A pre-PR validation sub-agent that produces evidence; a review agent that checks the evidence.

I've been thinking about where verification belongs in an agentic pipeline. The shape I keep coming back to is a quality validation sub-agent that runs before PR submission — its job is to come up with and verify a validation plan for the change, including running the relevant mabl tests, capturing evidence, and attaching that evidence to the PR. Then the PR review agent enforces the existence of the validation plan, not the rules underneath it. Then the full mabl suite runs on merge, and when something breaks, a failure-analysis skill identifies which PR introduced it and suggests fixes.

The reason for that structure: at our throughput, "did the engineer remember to validate this" is the wrong question. The right question is "does the PR carry evidence that validation happened, and does the evidence hold up?" Sub-agents do the validation; the review agent checks the evidence; the merge gate trusts the chain.

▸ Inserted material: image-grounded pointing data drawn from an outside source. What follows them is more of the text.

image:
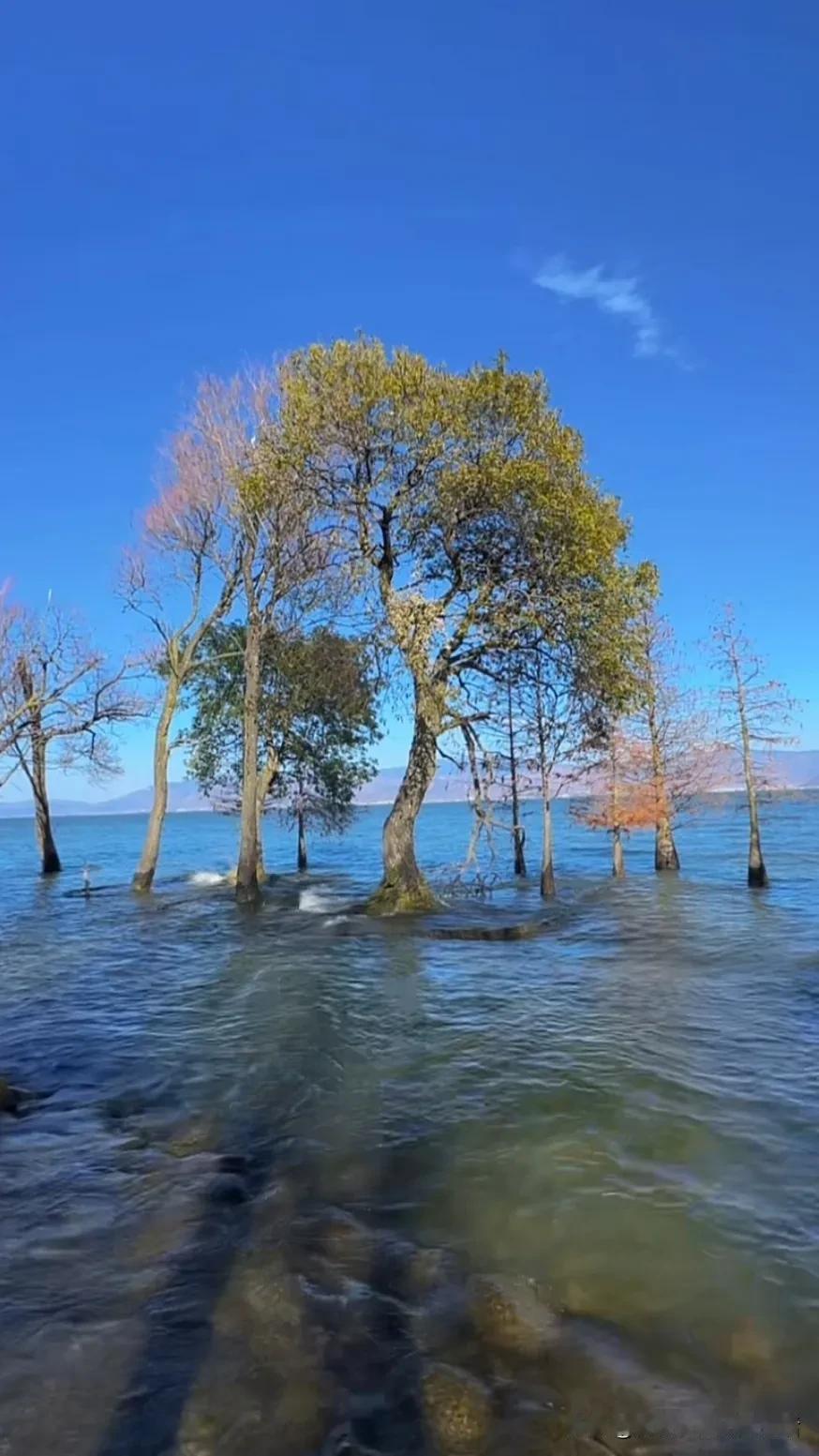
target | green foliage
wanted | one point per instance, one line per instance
(316, 724)
(464, 495)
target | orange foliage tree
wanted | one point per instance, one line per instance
(626, 800)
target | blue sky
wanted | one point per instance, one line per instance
(620, 194)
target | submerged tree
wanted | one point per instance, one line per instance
(674, 728)
(464, 508)
(316, 726)
(58, 695)
(626, 800)
(186, 573)
(753, 713)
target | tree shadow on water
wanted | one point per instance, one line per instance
(181, 1315)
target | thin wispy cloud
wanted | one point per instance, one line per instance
(620, 297)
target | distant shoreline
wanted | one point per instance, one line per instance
(9, 813)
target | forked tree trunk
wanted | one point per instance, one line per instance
(757, 873)
(518, 832)
(146, 869)
(547, 855)
(247, 866)
(403, 886)
(37, 774)
(266, 779)
(665, 849)
(49, 855)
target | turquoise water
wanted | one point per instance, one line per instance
(623, 1108)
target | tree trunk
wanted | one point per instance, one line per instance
(266, 779)
(146, 869)
(547, 856)
(42, 814)
(247, 868)
(665, 849)
(403, 887)
(757, 873)
(302, 861)
(518, 832)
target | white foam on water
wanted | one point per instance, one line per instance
(315, 902)
(205, 877)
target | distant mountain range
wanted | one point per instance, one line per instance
(787, 769)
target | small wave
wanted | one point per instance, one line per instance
(315, 902)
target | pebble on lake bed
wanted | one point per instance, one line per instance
(455, 1406)
(510, 1315)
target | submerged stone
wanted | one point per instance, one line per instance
(510, 1315)
(229, 1190)
(455, 1408)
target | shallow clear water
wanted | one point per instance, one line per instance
(624, 1108)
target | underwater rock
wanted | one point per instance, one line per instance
(191, 1137)
(508, 1315)
(229, 1190)
(455, 1408)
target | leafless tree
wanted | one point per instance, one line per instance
(676, 732)
(753, 713)
(55, 689)
(186, 571)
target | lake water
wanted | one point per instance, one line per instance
(273, 1156)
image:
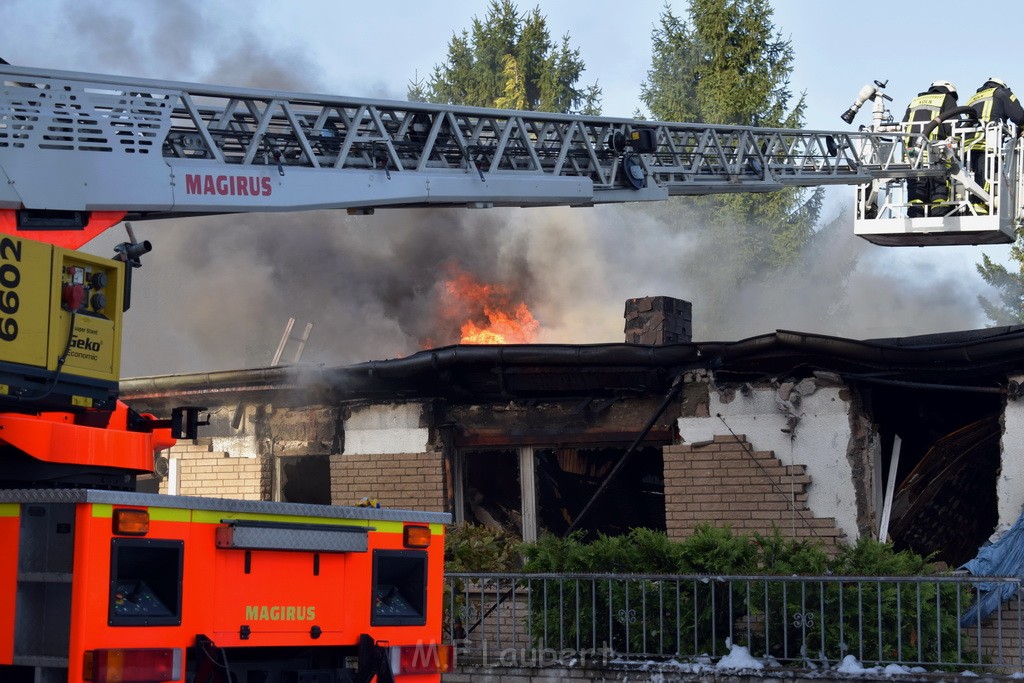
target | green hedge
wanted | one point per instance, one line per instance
(873, 622)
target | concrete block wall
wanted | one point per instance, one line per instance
(726, 482)
(203, 471)
(408, 480)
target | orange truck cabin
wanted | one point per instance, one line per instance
(104, 587)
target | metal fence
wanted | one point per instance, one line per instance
(801, 622)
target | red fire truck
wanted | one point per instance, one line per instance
(103, 584)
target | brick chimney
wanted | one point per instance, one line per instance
(658, 321)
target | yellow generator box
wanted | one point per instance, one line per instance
(60, 310)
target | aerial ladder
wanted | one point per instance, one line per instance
(108, 584)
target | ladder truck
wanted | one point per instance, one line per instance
(104, 584)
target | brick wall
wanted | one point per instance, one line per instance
(203, 471)
(409, 480)
(727, 482)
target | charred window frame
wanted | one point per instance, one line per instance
(535, 489)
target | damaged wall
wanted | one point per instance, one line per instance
(726, 482)
(807, 424)
(1010, 484)
(387, 456)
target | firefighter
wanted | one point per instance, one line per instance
(939, 98)
(993, 101)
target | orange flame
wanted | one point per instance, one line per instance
(493, 316)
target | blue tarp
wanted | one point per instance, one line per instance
(1003, 558)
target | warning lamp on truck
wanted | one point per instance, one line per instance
(132, 666)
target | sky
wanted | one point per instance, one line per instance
(375, 50)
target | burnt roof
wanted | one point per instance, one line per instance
(975, 358)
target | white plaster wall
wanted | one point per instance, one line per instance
(819, 441)
(384, 429)
(237, 446)
(1010, 485)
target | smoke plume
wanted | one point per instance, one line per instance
(217, 292)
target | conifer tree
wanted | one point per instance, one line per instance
(508, 59)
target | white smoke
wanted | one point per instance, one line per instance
(217, 292)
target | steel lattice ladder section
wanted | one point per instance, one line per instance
(232, 130)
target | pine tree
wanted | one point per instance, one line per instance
(729, 66)
(508, 59)
(1010, 308)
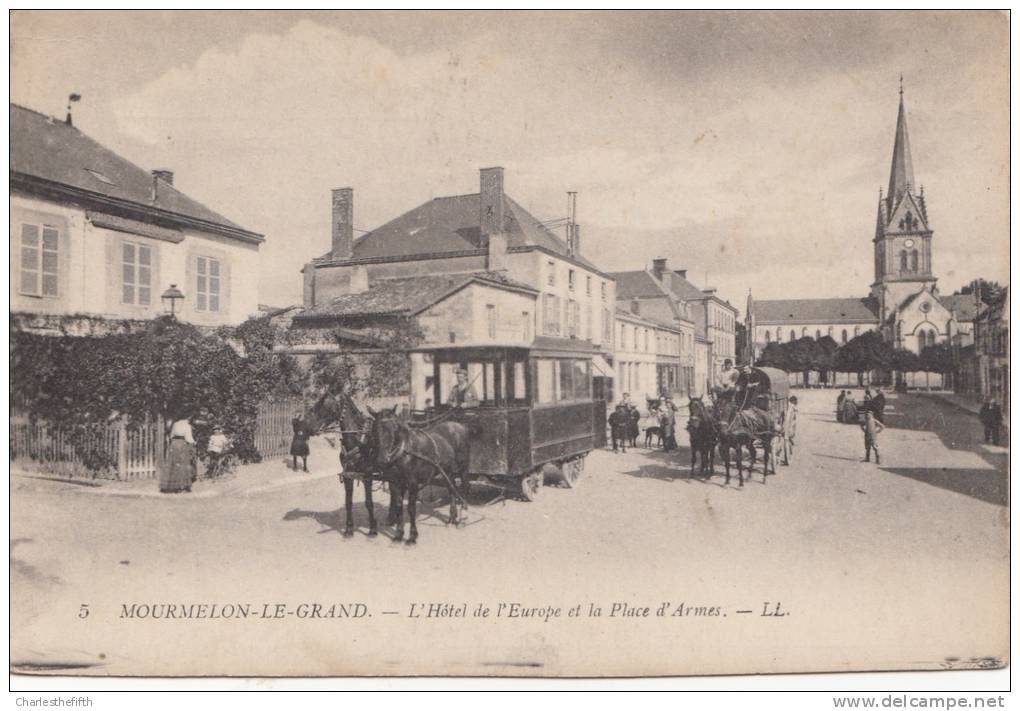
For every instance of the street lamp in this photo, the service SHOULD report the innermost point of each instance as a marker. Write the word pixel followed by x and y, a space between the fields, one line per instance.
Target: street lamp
pixel 170 298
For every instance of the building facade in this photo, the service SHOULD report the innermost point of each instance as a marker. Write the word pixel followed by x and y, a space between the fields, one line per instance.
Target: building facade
pixel 904 303
pixel 668 297
pixel 92 234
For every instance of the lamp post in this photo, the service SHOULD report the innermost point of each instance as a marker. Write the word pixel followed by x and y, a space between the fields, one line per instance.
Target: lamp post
pixel 170 298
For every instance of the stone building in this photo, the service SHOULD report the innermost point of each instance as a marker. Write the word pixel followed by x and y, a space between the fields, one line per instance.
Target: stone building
pixel 904 303
pixel 94 235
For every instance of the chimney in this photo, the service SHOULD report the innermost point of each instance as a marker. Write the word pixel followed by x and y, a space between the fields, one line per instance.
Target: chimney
pixel 359 280
pixel 164 175
pixel 659 267
pixel 343 223
pixel 491 203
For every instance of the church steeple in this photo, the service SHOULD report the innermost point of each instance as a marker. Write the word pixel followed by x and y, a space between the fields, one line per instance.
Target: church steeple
pixel 902 172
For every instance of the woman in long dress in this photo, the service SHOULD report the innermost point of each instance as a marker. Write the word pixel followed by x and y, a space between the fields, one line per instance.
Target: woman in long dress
pixel 179 474
pixel 299 445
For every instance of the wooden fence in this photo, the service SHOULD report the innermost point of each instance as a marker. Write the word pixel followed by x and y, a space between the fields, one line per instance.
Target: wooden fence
pixel 101 451
pixel 273 430
pixel 118 452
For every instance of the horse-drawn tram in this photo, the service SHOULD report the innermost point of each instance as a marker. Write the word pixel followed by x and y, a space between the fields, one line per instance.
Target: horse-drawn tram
pixel 528 409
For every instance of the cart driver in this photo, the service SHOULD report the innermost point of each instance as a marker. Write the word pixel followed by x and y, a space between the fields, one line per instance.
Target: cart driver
pixel 462 394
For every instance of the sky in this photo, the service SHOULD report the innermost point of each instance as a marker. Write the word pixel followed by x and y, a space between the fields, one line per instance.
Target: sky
pixel 746 147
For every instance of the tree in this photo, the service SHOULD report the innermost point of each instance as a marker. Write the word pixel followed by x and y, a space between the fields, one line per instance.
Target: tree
pixel 991 292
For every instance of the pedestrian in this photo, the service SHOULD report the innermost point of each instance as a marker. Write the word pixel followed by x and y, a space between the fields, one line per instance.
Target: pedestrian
pixel 619 427
pixel 878 405
pixel 299 445
pixel 991 417
pixel 871 428
pixel 215 451
pixel 180 471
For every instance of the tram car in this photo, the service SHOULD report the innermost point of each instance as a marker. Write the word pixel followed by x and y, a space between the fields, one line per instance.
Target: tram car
pixel 531 410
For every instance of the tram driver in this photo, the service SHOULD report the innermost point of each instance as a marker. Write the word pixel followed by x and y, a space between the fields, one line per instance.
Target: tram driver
pixel 462 394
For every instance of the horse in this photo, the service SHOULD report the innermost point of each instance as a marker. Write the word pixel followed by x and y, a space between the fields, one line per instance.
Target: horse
pixel 704 435
pixel 356 456
pixel 740 427
pixel 412 456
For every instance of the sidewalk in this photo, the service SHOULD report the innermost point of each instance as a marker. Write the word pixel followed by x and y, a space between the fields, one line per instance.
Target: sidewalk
pixel 246 479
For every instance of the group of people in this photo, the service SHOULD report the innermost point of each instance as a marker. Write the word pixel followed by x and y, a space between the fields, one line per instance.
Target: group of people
pixel 848 410
pixel 624 422
pixel 181 469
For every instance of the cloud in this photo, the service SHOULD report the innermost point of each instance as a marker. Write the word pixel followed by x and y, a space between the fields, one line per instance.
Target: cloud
pixel 752 179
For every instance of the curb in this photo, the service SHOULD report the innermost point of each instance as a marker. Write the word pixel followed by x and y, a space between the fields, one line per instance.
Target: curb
pixel 212 493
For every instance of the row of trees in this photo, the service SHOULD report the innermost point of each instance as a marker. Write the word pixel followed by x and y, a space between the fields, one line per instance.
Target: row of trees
pixel 861 354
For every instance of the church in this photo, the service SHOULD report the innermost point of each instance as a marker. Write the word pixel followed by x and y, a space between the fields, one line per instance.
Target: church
pixel 904 303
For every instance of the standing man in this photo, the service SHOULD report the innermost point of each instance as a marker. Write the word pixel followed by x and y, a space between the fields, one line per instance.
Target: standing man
pixel 462 394
pixel 991 418
pixel 871 427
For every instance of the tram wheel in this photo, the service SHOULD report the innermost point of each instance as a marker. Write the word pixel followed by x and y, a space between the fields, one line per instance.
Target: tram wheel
pixel 530 485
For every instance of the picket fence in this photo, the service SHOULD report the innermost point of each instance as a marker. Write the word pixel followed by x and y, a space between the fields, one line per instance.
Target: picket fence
pixel 117 451
pixel 102 451
pixel 273 428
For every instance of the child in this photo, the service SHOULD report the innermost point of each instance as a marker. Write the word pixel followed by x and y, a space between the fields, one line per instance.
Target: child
pixel 619 425
pixel 871 427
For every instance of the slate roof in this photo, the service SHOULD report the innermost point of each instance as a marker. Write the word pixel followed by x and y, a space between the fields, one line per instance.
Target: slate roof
pixel 49 149
pixel 406 296
pixel 451 224
pixel 816 311
pixel 962 306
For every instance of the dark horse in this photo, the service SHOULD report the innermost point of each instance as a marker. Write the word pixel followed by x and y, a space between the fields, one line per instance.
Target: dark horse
pixel 413 455
pixel 741 427
pixel 704 435
pixel 357 455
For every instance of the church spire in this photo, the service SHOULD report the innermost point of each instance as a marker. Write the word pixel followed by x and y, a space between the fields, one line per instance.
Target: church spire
pixel 902 172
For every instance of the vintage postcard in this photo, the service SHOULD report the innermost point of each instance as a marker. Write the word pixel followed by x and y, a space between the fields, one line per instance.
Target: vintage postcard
pixel 509 344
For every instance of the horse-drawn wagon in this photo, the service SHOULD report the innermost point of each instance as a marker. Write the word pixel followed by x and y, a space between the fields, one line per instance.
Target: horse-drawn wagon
pixel 768 390
pixel 528 411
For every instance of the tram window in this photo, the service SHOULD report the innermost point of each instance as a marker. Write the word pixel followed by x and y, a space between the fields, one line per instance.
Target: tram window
pixel 519 384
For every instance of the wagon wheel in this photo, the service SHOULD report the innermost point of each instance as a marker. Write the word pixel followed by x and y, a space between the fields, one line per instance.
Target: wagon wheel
pixel 530 485
pixel 787 450
pixel 571 471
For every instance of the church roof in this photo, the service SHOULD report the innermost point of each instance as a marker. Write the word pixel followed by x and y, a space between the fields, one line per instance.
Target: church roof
pixel 902 171
pixel 852 310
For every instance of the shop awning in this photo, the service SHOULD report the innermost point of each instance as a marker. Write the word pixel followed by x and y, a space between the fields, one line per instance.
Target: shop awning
pixel 603 367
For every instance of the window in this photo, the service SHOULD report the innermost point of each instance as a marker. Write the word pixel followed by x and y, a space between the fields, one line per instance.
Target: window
pixel 40 259
pixel 207 287
pixel 137 273
pixel 551 314
pixel 491 319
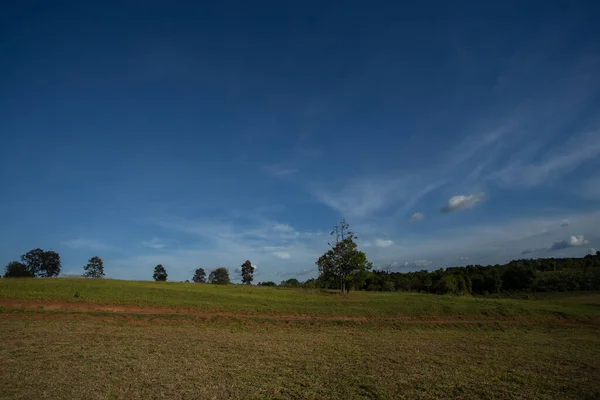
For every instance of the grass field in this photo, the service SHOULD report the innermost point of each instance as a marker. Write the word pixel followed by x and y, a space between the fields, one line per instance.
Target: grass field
pixel 107 339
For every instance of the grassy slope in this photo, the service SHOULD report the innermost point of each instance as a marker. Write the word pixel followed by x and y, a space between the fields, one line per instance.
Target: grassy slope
pixel 264 354
pixel 264 300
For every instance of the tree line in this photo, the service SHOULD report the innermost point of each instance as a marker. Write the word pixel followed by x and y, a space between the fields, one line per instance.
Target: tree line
pixel 343 267
pixel 537 275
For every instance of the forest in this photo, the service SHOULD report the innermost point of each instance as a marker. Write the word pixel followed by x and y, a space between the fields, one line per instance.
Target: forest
pixel 526 275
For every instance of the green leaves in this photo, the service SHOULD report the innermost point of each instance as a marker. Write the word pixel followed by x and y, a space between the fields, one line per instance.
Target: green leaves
pixel 160 273
pixel 94 268
pixel 199 276
pixel 344 263
pixel 247 272
pixel 219 276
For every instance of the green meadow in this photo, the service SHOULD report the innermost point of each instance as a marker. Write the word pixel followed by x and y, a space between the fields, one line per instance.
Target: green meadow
pixel 111 339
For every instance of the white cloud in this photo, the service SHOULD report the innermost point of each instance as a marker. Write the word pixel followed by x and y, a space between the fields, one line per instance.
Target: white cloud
pixel 284 255
pixel 419 263
pixel 383 242
pixel 89 244
pixel 591 188
pixel 366 196
pixel 417 217
pixel 573 241
pixel 156 243
pixel 279 171
pixel 461 202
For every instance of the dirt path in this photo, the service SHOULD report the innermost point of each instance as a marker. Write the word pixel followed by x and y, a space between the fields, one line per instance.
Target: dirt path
pixel 50 309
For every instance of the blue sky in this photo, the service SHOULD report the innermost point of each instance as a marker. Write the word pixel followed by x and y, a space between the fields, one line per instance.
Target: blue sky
pixel 205 135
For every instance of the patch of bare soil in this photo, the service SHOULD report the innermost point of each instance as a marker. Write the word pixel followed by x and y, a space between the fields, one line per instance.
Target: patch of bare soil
pixel 49 309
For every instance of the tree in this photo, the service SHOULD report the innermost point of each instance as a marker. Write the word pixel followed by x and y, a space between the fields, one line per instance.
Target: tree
pixel 199 276
pixel 292 282
pixel 15 269
pixel 343 261
pixel 247 270
pixel 42 263
pixel 160 273
pixel 94 268
pixel 219 276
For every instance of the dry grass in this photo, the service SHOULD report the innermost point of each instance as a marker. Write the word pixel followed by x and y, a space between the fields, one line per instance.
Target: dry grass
pixel 81 349
pixel 77 356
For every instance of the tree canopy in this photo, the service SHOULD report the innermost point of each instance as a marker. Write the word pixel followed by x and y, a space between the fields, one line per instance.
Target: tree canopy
pixel 42 263
pixel 160 273
pixel 15 269
pixel 199 276
pixel 247 270
pixel 219 276
pixel 343 263
pixel 94 268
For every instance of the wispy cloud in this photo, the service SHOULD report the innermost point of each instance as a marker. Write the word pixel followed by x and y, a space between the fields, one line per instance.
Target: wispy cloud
pixel 284 255
pixel 591 188
pixel 417 217
pixel 573 241
pixel 555 163
pixel 461 202
pixel 157 243
pixel 88 244
pixel 383 243
pixel 279 171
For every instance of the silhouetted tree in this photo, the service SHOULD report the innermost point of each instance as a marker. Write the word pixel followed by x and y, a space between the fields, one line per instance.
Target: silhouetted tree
pixel 247 271
pixel 160 273
pixel 219 276
pixel 42 263
pixel 94 268
pixel 199 276
pixel 15 269
pixel 343 261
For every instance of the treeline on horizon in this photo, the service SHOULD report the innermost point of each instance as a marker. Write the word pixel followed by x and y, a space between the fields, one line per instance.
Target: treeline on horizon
pixel 538 275
pixel 525 275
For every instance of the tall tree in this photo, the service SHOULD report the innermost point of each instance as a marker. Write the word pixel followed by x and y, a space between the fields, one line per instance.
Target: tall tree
pixel 42 263
pixel 94 268
pixel 343 261
pixel 160 273
pixel 219 276
pixel 199 276
pixel 15 269
pixel 247 272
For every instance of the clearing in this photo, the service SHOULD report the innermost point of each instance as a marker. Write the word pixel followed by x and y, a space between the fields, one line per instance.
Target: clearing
pixel 108 339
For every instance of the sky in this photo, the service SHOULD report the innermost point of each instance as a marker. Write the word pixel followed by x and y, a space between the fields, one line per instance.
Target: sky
pixel 202 135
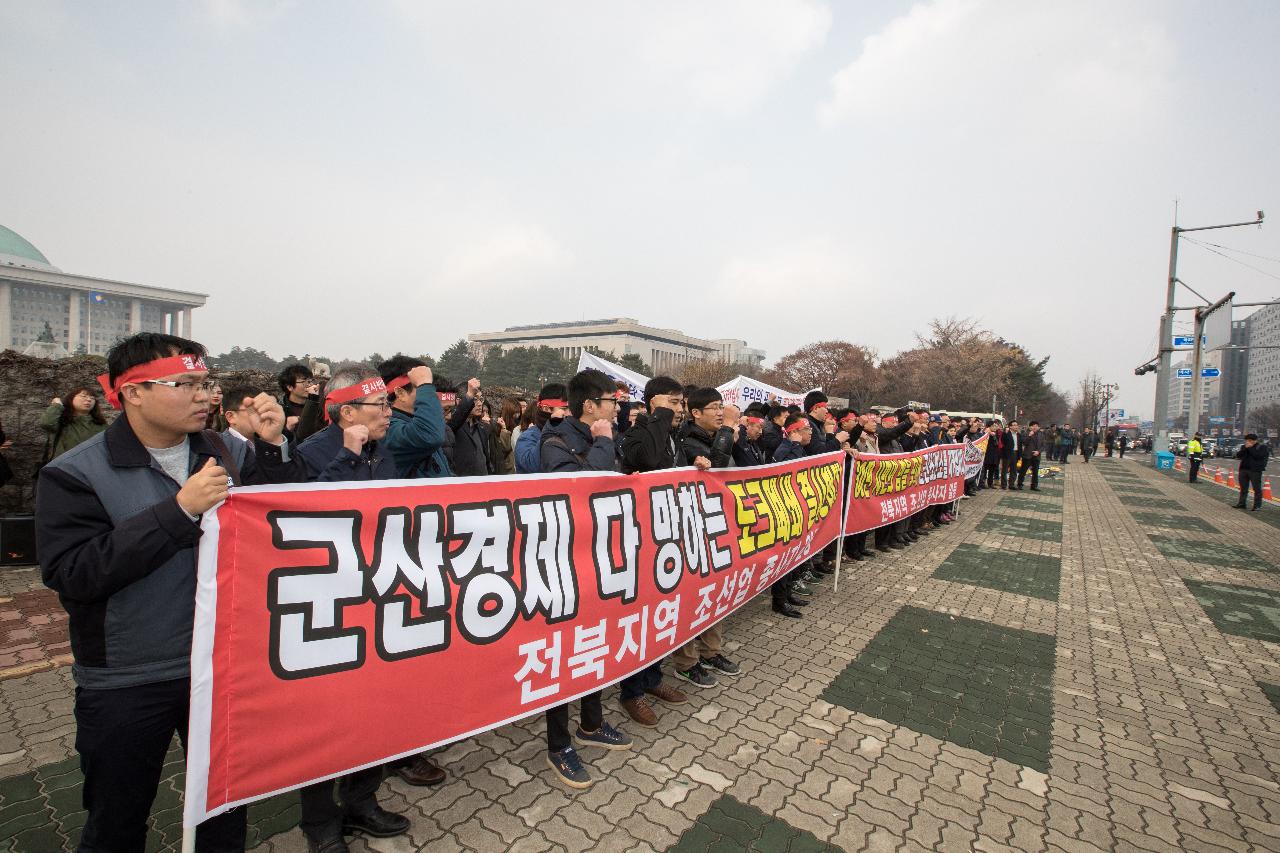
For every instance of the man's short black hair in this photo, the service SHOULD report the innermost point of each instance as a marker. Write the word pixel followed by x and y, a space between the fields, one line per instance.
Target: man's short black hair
pixel 588 384
pixel 234 396
pixel 292 375
pixel 397 366
pixel 659 386
pixel 147 346
pixel 703 397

None of the layers is doing checklist work — each one has a specific decision to make. Most teams that try to add AI to their existing CI/CD end up with checklist agents because that's the shape of CI/CD. I don't think that's where this lands.

Wiring /codex-review across 16 repos so we stop reviewing every PR.

At our current PR throughput, I'm going to burn out on reviews alone, never mind actual work. We can't move at this pace while also having a human read every change. The model I want us to move toward: ask for human review when you're truly unsure about something, and let the agent reviewers handle the rest.

The piece I shipped to make this real was getting /codex-review wired up across every repo as an on-demand second opinion. Different model family from Claude, uncorrelated blind spots, one comment away when you want it. The work was sixteen PRs across sixteen repos to enable the GitHub Actions trigger, plus a change to our shared workflows repo to make it a first-class slash command. The conceptual work was harder: deciding that "two agent reviews and a human glance" is now an acceptable pre-merge state for routine changes, and reserving real human attention for the changes that genuinely need it. We're not all the way there. But the trajectory is clear, and I'd rather build the routing now than burn out catching up to it later.